JAKARTA – Ruang Kebijakan Kesehatan Indonesia (RUKKI) menyatakan bahwa klaim “rokok elektronik 95 persen lebih aman” tidak memiliki dasar ilmiah yang kuat dan merupakan hasil manipulasi melalui keterlibatan oknum akademisi untuk memperkuat narasi tersebut.
Ketua RUKKI, Mouhamad Bigwanto, menjelaskan bahwa klaim tersebut berasal dari artikel yang ditulis oleh David Nutt dkk. di jurnal European Addiction Research.
Artikel itu menggunakan metode Multi-Criteria Decision Analysis (MCDA) terhadap 12 produk tembakau dengan 14 kriteria bahaya berdasarkan penilaian subyektif para peneliti, bukan hasil uji laboratorium terhadap komposisi produk.
Ia juga mengungkapkan bahwa para ahli dalam studi itu memiliki konflik kepentingan dengan industri rokok.
“Industri rokok menggunakan berbagai cara untuk menghindari regulasi yang ada, termasuk membangun hubungan strategis dengan akademisi dan peneliti. Kolaborasi ini tidak hanya memperkuat citra mereka, tetapi juga memberikan legitimasi palsu pada produk yang seharusnya diawasi lebih ketat,” kata Bigwanto.
Ia menambahkan bahwa popularitas rokok elektronik di Indonesia terus meningkat, terutama di kalangan anak muda, dengan prevalensi pengguna yang melonjak dalam satu dekade terakhir.
Meskipun awalnya dipasarkan sebagai alternatif yang lebih aman, rokok elektronik kini terbukti memiliki risiko kesehatan yang serius.
“Di saat Vietnam bersiap melarang peredaran rokok elektronik secara total pada 2025, Indonesia justru menghadapi ancaman yang lebih rumit, yaitu keterlibatan sejumlah ‘oknum’ akademisi dan lembaga riset dalam memperkuat narasi yang menyesatkan dari industri,” katanya.

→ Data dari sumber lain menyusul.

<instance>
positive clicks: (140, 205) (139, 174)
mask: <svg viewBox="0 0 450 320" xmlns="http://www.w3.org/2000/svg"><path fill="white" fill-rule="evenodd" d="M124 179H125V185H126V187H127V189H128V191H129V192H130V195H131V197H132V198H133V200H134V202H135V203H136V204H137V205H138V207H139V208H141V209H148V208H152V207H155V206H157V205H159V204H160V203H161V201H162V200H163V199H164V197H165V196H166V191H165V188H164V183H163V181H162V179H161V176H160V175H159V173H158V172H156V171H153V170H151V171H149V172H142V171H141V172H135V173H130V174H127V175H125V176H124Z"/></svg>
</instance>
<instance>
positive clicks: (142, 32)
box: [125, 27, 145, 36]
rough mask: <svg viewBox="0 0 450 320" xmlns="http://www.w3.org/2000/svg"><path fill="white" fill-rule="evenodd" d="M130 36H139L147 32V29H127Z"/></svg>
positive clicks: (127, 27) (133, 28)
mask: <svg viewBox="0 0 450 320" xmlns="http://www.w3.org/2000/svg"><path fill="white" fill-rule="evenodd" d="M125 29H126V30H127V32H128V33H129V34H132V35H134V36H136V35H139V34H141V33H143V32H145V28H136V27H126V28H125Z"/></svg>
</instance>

Indonesia telah mengambil langkah awal melalui Peraturan Pemerintah No. 28 Tahun 2024 yang melarang promosi rokok elektronik melalui diskon, hadiah, atau media sosial.

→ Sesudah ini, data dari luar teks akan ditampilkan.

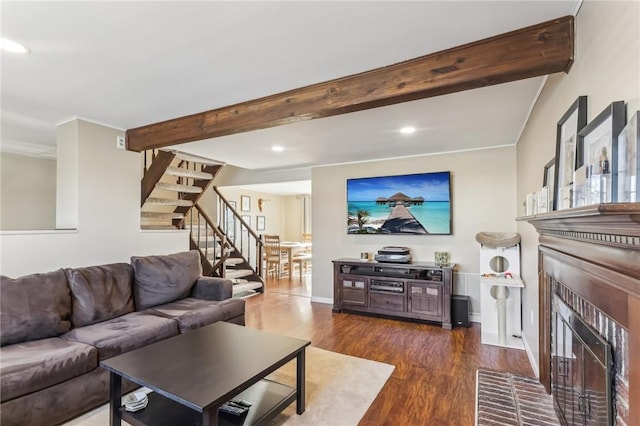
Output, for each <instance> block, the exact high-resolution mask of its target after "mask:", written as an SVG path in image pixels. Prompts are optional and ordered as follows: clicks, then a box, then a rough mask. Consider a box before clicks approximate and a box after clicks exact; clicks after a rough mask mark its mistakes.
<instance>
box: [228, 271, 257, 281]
mask: <svg viewBox="0 0 640 426" xmlns="http://www.w3.org/2000/svg"><path fill="white" fill-rule="evenodd" d="M250 275H253V271H252V270H251V269H227V270H226V271H225V278H229V279H233V278H242V277H248V276H250Z"/></svg>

Namun, Bigwanto menilai peraturan ini belum mencakup pengawasan terhadap upaya industri memanfaatkan akademisi dan lembaga riset.
Ia mencontohkan kasus kolaborasi peneliti dari Universitas Padjadjaran (UNPAD) dengan Center of Excellence for the Acceleration of Harm Reduction (CoEHar), yang menerima dana dari Philip Morris International melalui lembaga Foundation for a Smoke-Free World (FSFW), kini berganti nama menjadi Global Action to End Smoking.
Bigwanto juga mengangkat kasus keterlibatan seorang ASN dari Badan Riset dan Inovasi Nasional (BRIN) yang menjabat sebagai Ketua Asosiasi Konsumen Vape Indonesia (AKVINDO) dan mendukung klaim “95 persen lebih aman” dalam forum publik.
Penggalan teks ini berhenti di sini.